OCR Text Recognition

The Knowledge system supports OCR (Optical Character Recognition) functionality, enabling text extraction from images or scanned PDF documents, greatly expanding the range of data sources for knowledge bases.

The framework currently has built-in support for the Tesseract OCR engine.

Environment Setup

1. Install Tesseract

Before using OCR functionality, you must install the Tesseract engine and its language packs on your system.

Linux (Ubuntu/Debian):

sudo apt-get update
sudo apt-get install tesseract-ocr libtesseract-dev
# Install Chinese language pack (optional)
sudo apt-get install tesseract-ocr-chi-sim

macOS:

brew install tesseract
# Install language packs
brew install tesseract-lang

Windows: Please download and install from UB-Mannheim/tesseract.

2. Go Build Tag

Since the Tesseract binding uses CGO, to avoid introducing unnecessary dependencies for users who don't use OCR, the OCR functionality is placed under the tesseract build tag.

When running or compiling code that includes OCR functionality, you must add the -tags tesseract flag:

go run -tags tesseract main.go
# or
go build -tags tesseract .

It's also recommended to add build constraints at the beginning of your code files:

1 2	`//go:build tesseract // +build tesseract`

Quick Start

Complete Example: examples/knowledge/features/OCR

Basic Usage

package main

import (
    "trpc.group/trpc-go/trpc-agent-go/knowledge"
    "trpc.group/trpc-go/trpc-agent-go/knowledge/ocr/tesseract"
    "trpc.group/trpc-go/trpc-agent-go/knowledge/source"
    dirsource "trpc.group/trpc-go/trpc-agent-go/knowledge/source/dir"

    // Import PDF reader to support PDF file parsing
    _ "trpc.group/trpc-go/trpc-agent-go/knowledge/document/reader/pdf"
)

func main() {
    // 1. Create Tesseract OCR engine
    ocrExtractor, err := tesseract.New(
        tesseract.WithLanguage("eng+chi_sim"), // Support English and Simplified Chinese
        tesseract.WithConfidenceThreshold(60.0), // Set confidence threshold
    )
    if err != nil {
        panic(err)
    }

    // 2. Create OCR-enabled knowledge source
    // OCR extractor can be injected into File Source or Directory Source
    pdfSource := dirsource.New(
        []string{"./data/pdfs"},
        dirsource.WithOCRExtractor(ocrExtractor), // Enable OCR
        dirsource.WithName("Scanned Documents"),
    )

    // 3. Create Knowledge
    kb := knowledge.New(
        knowledge.WithSources([]source.Source{pdfSource}),
        // ... other configurations (Embedder, VectorStore)
    )

    // ... load and use
}

Configuration Options

Tesseract Configuration

tesseract.New supports the following configuration options:

Option	Description	Default
`WithLanguage(lang)`	Set recognition language(s), use `+` to combine multiple languages (e.g., `eng+chi_sim`)	`"eng"`
`WithConfidenceThreshold(score)`	Set minimum confidence threshold (0-100), results below this threshold will be rejected	`60.0`
`WithPageSegMode(mode)`	Set page segmentation mode (PSM 0-13), corresponds to Tesseract's `--psm` parameter	`3` (fully automatic)

Source Integration

OCR extractors can be integrated into the following Sources via the WithOCRExtractor option:

File Source: filesource.WithOCRExtractor(ocr)
Directory Source: dirsource.WithOCRExtractor(ocr)
Auto Source: autosource.WithOCRExtractor(ocr)
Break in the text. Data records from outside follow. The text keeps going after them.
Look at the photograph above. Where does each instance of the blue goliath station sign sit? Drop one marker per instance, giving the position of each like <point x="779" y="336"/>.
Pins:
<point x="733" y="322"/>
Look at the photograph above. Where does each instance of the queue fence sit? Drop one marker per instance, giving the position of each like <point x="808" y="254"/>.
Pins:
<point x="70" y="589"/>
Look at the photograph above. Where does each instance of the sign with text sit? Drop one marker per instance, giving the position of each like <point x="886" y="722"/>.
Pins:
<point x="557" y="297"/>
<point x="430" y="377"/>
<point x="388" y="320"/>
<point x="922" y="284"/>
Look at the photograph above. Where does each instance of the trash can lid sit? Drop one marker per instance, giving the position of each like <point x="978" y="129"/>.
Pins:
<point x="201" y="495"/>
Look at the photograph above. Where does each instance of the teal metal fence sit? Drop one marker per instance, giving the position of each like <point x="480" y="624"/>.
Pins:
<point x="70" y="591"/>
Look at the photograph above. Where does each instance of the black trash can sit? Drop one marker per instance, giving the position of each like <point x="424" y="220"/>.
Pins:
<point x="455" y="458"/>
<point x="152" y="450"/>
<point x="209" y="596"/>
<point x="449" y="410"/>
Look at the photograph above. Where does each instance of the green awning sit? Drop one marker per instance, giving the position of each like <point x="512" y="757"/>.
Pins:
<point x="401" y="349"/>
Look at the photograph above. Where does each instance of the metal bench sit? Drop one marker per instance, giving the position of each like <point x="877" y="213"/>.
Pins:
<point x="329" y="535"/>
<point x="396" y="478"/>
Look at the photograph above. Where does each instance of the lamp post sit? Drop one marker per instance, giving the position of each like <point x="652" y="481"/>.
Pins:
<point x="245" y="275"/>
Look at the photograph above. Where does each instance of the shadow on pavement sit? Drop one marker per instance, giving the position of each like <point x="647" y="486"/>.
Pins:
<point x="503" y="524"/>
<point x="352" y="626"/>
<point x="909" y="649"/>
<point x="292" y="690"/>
When an OCR extractor is configured, the Source will attempt to perform OCR processing on images or pages when handling supported file types (such as PDF).

Notes

Performance Impact: OCR processing is computationally intensive and will significantly increase document loading time. It's recommended to enable this feature only for document sources that require OCR.
CGO Dependency: Using OCR functionality will cause the compiled binary to depend on system libraries (libtesseract). Ensure the deployment environment has the required dependencies installed.
PDF Support: To process PDF files, make sure to import the knowledge/document/reader/pdf package. This Reader will automatically detect image content in PDFs and invoke the OCR engine.